BHP Billiton may simply be talking their book, but they don’t seem too worried about iron ore prices during their annual contract negotiations with China.
If anything, BHP sees contracted prices increasing by as much as 100% since spot prices are high and (they believe) will be perceived as sustainable.
“For iron ore, coking coal, the prices that we get today were settled at the depth of the economic crisis so I think there’s probably a good chance that they will go up from where they are today,” Kloppers told the Australian Broadcasting Corporation (ABC).
“One must remember what the benchmark price is. Once a year people sit down and they try and discover the forward price for the next 12 months, which is set by the supply and demand that they anticipate for the next 12 months. That’s how it’s always worked,” Kloppers said.
“So as they sit down this time, it’s a difficult job because there’s a lot of volatility, but they have to discover the forward price. But they are in luck. They have this market, the traded market, on which over 70 per cent of the iron ore in China is already traded. And where there is a forward price visible.

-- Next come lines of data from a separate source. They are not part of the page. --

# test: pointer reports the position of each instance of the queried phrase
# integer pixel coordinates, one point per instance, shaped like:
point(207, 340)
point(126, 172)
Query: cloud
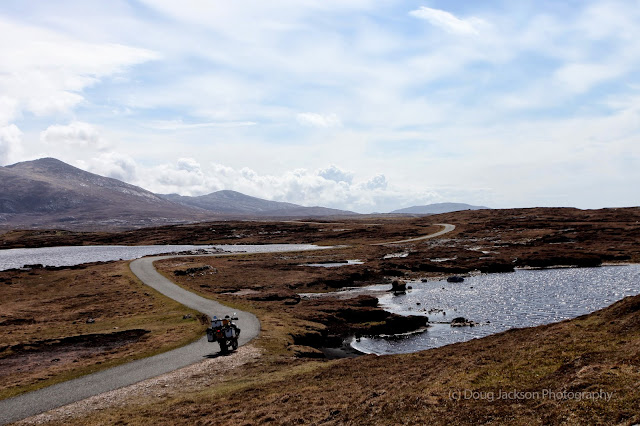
point(449, 22)
point(76, 134)
point(331, 186)
point(10, 143)
point(179, 125)
point(318, 120)
point(580, 78)
point(335, 174)
point(48, 71)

“And that price is roughly 100 per cent above where today’s price is.”
Everything BHP says needs to be taken with a grain of salt given that they are in the negotiation process, yet if contracted iron ore prices could deliver according to BHP’s stated expectations, it could mean that Chinese companies remain extremely optimistic in regards to the sustainability of domestic growth they see. Thus keep an eye on this space to get a feel of Chinese sentiment.